REPUBLIKA.CO.ID, RAMALLAH – Kelompok hak asasi European Coordination of Committees and Association for Palestine (ECCP) mendesak Uni Eropa mengambil tindakan untuk melawan rencana Israel mencaplok Tepi Barat. Hal itu disampaikan ECCP melalui surat yang dikirimnya kepada Perwakilan Tinggi Uni Eropa untuk Urusan Luar Negeri Josep Borrell.
Dalam surat itu, ECCP mengatakan ini bukan pertama kalinya Israel berupaya untuk secara ilegal mencaplok bagian dari wilayah yang didudukinya. Israel, kata ECCP, telah mencaplok Yerusalem Timur pada 1967 dan Dataran Tinggi Golan, Suriah, pada 1981. Keduanya merupakan pelanggaran berat hukum internasional.
Israel turut memblokade Jalur Gaza selama 13 tahun terakhir. Memicu salah satu krisis kemanusiaan terburuk di dunia. ECCP mendesak Borrell melaksanakan pernyataannya pada Februari lalu, yakni saat dia memperingatkan Israel bahwa langkah menuju pencaplokan, jika dilakukan, tidak dapat dilewati tanpa hambatan.
ECCP mendesak Uni Eropa mengambil langkah konkret. Misalnya dengan menangguhkan European Union-Israel Association Agreement dan mengecualikan Israel dari partisipasi dalam European Union Framework Programs.
ECCP mengungkapkan di bawah hukum internasional, Uni Eropa secara keseluruhan dan masing-masing negara anggotanya memiliki kewajiban melarang perdagangan dengan permukiman ilegal Israel.
ECCP mengatakan, karena mengizinkan entitas semacam itu berdagang secara bebas dan memperoleh keuntungan dari pendudukan itu melanggar tugas-tugas tak mengakui serta tak membantu pelanggaran serius hukum internasional. Situasi saat ini tidak dapat dibiarkan berlanjut jika Uni Eropa serius tentang komitmennya terhadap hak asasi manusia dan supremasi hukum.

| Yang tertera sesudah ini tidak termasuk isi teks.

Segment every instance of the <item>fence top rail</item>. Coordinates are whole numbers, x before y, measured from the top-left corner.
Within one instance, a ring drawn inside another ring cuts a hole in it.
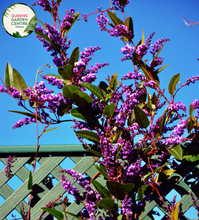
[[[36,145],[4,145],[0,146],[0,157],[15,155],[17,157],[35,156]],[[90,152],[81,144],[40,145],[38,156],[88,156]]]

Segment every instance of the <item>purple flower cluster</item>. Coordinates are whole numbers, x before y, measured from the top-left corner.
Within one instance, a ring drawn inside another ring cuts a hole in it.
[[[186,126],[187,120],[181,120],[180,123],[174,127],[174,131],[169,135],[169,137],[165,138],[163,144],[168,146],[184,143],[186,140],[182,137],[182,135],[184,134]]]
[[[163,57],[157,57],[153,61],[150,62],[151,68],[155,68],[156,66],[160,66],[163,63]]]
[[[136,53],[139,56],[143,57],[147,53],[148,49],[149,47],[146,44],[141,44],[136,48]]]
[[[35,118],[22,118],[12,126],[12,129],[20,128],[23,125],[28,125],[35,122],[36,122]]]
[[[43,47],[46,47],[47,51],[51,51],[51,56],[53,56],[54,64],[59,66],[64,66],[68,62],[66,51],[70,47],[70,40],[66,40],[66,38],[62,38],[60,32],[50,24],[45,24],[46,30],[44,31],[42,27],[36,27],[36,31],[45,34],[52,43],[49,43],[44,38],[37,35],[37,38],[43,43]]]
[[[58,89],[63,88],[63,79],[58,79],[55,76],[45,76],[42,75],[41,78],[48,81],[48,84],[51,84],[52,86],[57,86]]]
[[[150,53],[152,53],[153,55],[155,55],[158,50],[161,48],[161,46],[163,45],[163,43],[167,42],[167,41],[170,41],[169,38],[162,38],[162,39],[159,39],[159,40],[156,40],[155,41],[155,44],[151,45],[151,51]]]
[[[63,189],[66,190],[67,193],[73,195],[75,197],[75,200],[78,201],[80,198],[80,192],[70,181],[67,180],[66,176],[62,175],[61,183]]]
[[[78,173],[77,171],[71,170],[71,169],[63,169],[62,171],[60,171],[62,173],[67,173],[69,174],[71,177],[73,177],[74,180],[76,180],[80,186],[84,187],[84,190],[87,192],[86,194],[84,193],[84,196],[80,195],[80,192],[78,189],[76,189],[74,187],[74,185],[72,185],[71,182],[69,182],[66,178],[66,176],[62,175],[61,177],[61,183],[62,183],[62,187],[71,195],[75,196],[75,201],[78,203],[79,200],[84,200],[85,199],[85,207],[86,210],[89,214],[90,219],[95,219],[95,211],[96,211],[96,207],[93,207],[98,200],[102,199],[100,194],[97,191],[94,191],[88,180],[86,180],[82,174]]]
[[[157,83],[155,81],[149,81],[144,84],[146,87],[154,88]]]
[[[121,208],[122,215],[126,216],[126,219],[132,218],[133,215],[132,206],[133,206],[133,202],[131,201],[131,198],[129,198],[128,195],[126,195],[124,200],[122,200],[122,208]]]
[[[120,51],[124,54],[121,61],[131,60],[133,58],[134,47],[131,47],[129,44],[122,47]]]
[[[75,68],[73,68],[73,72],[75,73],[75,84],[78,84],[79,81],[88,83],[95,81],[95,73],[97,73],[98,70],[102,67],[109,65],[108,63],[96,63],[95,66],[90,66],[88,69],[86,69],[86,66],[89,64],[89,61],[91,60],[90,56],[94,55],[94,52],[100,49],[101,48],[98,46],[91,46],[89,48],[85,48],[85,51],[81,52],[81,57],[77,62],[74,63]]]
[[[142,73],[138,72],[129,72],[126,75],[124,75],[121,80],[128,80],[128,79],[136,79],[136,80],[141,80],[141,81],[146,81],[146,77]]]
[[[15,99],[19,99],[19,100],[23,99],[21,92],[16,88],[12,88],[12,87],[4,88],[4,86],[0,86],[0,93],[6,93]]]
[[[131,116],[134,107],[140,103],[140,97],[144,92],[144,90],[134,90],[132,87],[123,88],[126,99],[119,109],[119,114],[116,116],[116,123],[121,127],[125,125],[126,120]]]
[[[16,160],[15,156],[11,157],[9,156],[8,159],[6,160],[6,167],[5,167],[5,175],[10,179],[12,177],[12,163],[14,163]]]
[[[193,109],[199,108],[199,100],[195,99],[191,105]]]
[[[128,37],[128,28],[125,25],[118,24],[113,29],[109,30],[109,34],[112,37],[119,37],[122,39],[123,36]]]
[[[138,176],[141,170],[141,162],[142,159],[139,159],[135,163],[130,163],[130,165],[126,169],[126,175],[132,178]]]
[[[32,103],[36,103],[38,108],[49,109],[51,113],[55,113],[60,102],[63,101],[62,93],[57,95],[52,94],[53,90],[49,90],[45,87],[45,83],[41,81],[39,84],[34,86],[34,89],[25,89],[25,95],[28,96]],[[46,105],[48,103],[48,105]]]
[[[129,3],[129,0],[126,1],[125,5],[121,5],[120,1],[118,1],[118,0],[112,0],[111,3],[112,3],[115,10],[122,11],[122,10],[124,10],[124,6],[126,6]]]
[[[69,174],[74,180],[78,181],[79,185],[82,187],[85,187],[89,184],[89,181],[86,180],[81,173],[78,173],[75,170],[63,169],[60,172]]]
[[[145,44],[149,47],[151,45],[151,40],[154,36],[155,32],[149,35],[148,39],[146,39]]]
[[[33,6],[40,5],[44,11],[51,12],[50,2],[48,0],[37,0],[33,3]]]
[[[175,203],[176,203],[176,197],[177,195],[175,195],[171,201],[171,206],[169,207],[170,211],[172,212],[172,210],[175,208]]]
[[[195,208],[198,211],[198,217],[199,217],[199,204],[198,204],[198,200],[195,200],[194,195],[193,195],[193,193],[191,191],[189,193],[191,195],[192,202],[193,202]]]
[[[101,29],[101,31],[105,31],[106,27],[108,25],[108,18],[104,13],[102,12],[101,14],[97,15],[96,22],[98,23],[98,27]]]
[[[182,102],[177,102],[177,103],[170,104],[169,107],[168,107],[169,112],[172,112],[172,111],[177,112],[180,109],[183,110],[184,112],[186,112],[187,107],[186,107],[186,105],[182,104]]]
[[[67,30],[70,29],[71,24],[73,23],[74,20],[74,13],[75,13],[75,9],[71,8],[70,11],[66,11],[66,15],[63,18],[63,20],[61,21],[61,32],[65,33]]]
[[[187,78],[186,82],[182,85],[183,87],[184,86],[188,86],[190,83],[195,83],[195,81],[198,81],[199,80],[199,75],[197,76],[192,76],[191,78]]]

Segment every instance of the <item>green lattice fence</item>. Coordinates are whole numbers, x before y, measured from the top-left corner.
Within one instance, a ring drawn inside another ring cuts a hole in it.
[[[29,176],[29,170],[25,167],[27,162],[35,154],[35,146],[1,146],[0,147],[0,160],[5,163],[6,158],[9,155],[16,155],[17,160],[14,163],[12,168],[13,177],[17,176],[21,179],[23,184],[17,189],[13,190],[8,184],[8,179],[5,177],[4,170],[0,172],[0,195],[5,199],[5,202],[0,206],[0,219],[7,219],[6,217],[12,210],[17,210],[20,212],[21,203],[24,203],[25,210],[28,210],[27,200],[25,198],[28,196],[29,192],[27,190],[27,182]],[[93,158],[88,155],[87,152],[83,149],[81,145],[46,145],[40,147],[40,153],[38,157],[38,162],[41,165],[36,172],[33,174],[33,184],[34,191],[37,192],[37,195],[34,198],[37,198],[39,201],[33,206],[31,211],[31,219],[36,220],[39,215],[42,213],[41,207],[44,207],[49,201],[55,200],[59,194],[64,194],[65,191],[61,187],[61,173],[59,171],[63,168],[60,164],[66,159],[70,158],[75,166],[74,170],[87,174],[90,177],[93,177],[97,171],[93,166]],[[51,174],[56,180],[57,183],[51,189],[45,184],[45,177]],[[190,184],[193,184],[193,180],[196,181],[192,187],[192,193],[195,196],[196,200],[199,198],[199,184],[197,183],[197,178],[199,176],[199,163],[191,163],[182,165],[178,173],[175,173],[171,178],[164,184],[159,187],[160,194],[166,201],[166,204],[169,206],[169,201],[166,199],[167,195],[171,190],[176,190],[180,195],[181,199],[179,201],[179,210],[180,214],[179,219],[187,219],[184,215],[186,211],[193,206],[191,196],[189,192],[191,191],[188,180],[189,177],[193,177]],[[77,187],[80,191],[83,189],[70,177],[68,179]],[[105,185],[105,180],[102,177],[98,178],[98,181]],[[175,193],[174,193],[175,195]],[[165,215],[157,217],[156,219],[166,219],[168,215],[166,208],[164,207],[162,201],[154,192],[153,200],[147,202],[144,213],[141,211],[139,213],[139,219],[151,220],[153,219],[152,211],[154,208],[158,208]],[[60,209],[59,205],[56,209]],[[78,214],[83,209],[83,205],[77,205],[72,203],[67,211]],[[142,216],[142,217],[141,217]],[[45,216],[47,220],[49,216]],[[69,217],[68,219],[72,219]]]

"Dalam konteks ini kami, sebuah koalisi 40 organisasi masyarakat sipil dan lembaga swadaya masyarakat dari 20 negara Eropa, meminta Anda menentukan tindakan seperti apa yang akan diterapkan oleh pemerintah Uni Eropa dan Eropa untuk mencegah aneksasi Israel secara ilegal," tulis ECCP dalam suratnya seperti dikutip laman kantor berita Palestina, WAFA, Sabtu (9/5).
Sebelumnya Duta Besar Amerika Serikat (AS) untuk Israel David Friedman mengatakan negaranya siap mengakui kedaulatan Israel di Tepi Barat setelah syarat-syarat yang ditetapkan negaranya dilaksanakan.
Mereka antara lain, menyelesaikan pemetaan, menghentikan pembangunan permukiman Israel di Area C yang dikecualikan dari aneksasi, dan ketika Perdana Menteri Benjamin Netanyahu setuju untuk bernegosiasi dengan Palestina sesuai dengan rencana perdamaian AS.
"Washington tidak berencana untuk memaksakan syarat baru bagi langkah itu," kata Friedman dalam sebuah wawancara dengan harian Israel, Hayom, seperti dikutip laman Anadolu Agency, Rabu (6/5).
Setelah hal-hal itu terpenuhi, AS akan mengakui kedaulatan Israel di sebagian wilayah Tepi Barat. “Bukan AS yang mendeklarasikan kedaulatan tetapi pemerintah Israel. Setelah itu, AS siap untuk mengenalinya," ujarnya.
Israel diperkirakan akan melakukan aneksasi pada 1 Juli, sebagaimana disepakati antara Netanyahu dan kepala partai Biru dan Putih Benny Gantz. Keduanya saat ini membentuk pemerintah persatuan.
Sebagian besar pemukiman yang ingin dicaplok Israel terletak di Area C yang membentuk sekitar 60 persen dari Tepi Barat. Wilayah itu diketahui berada di bawah kendali Israel.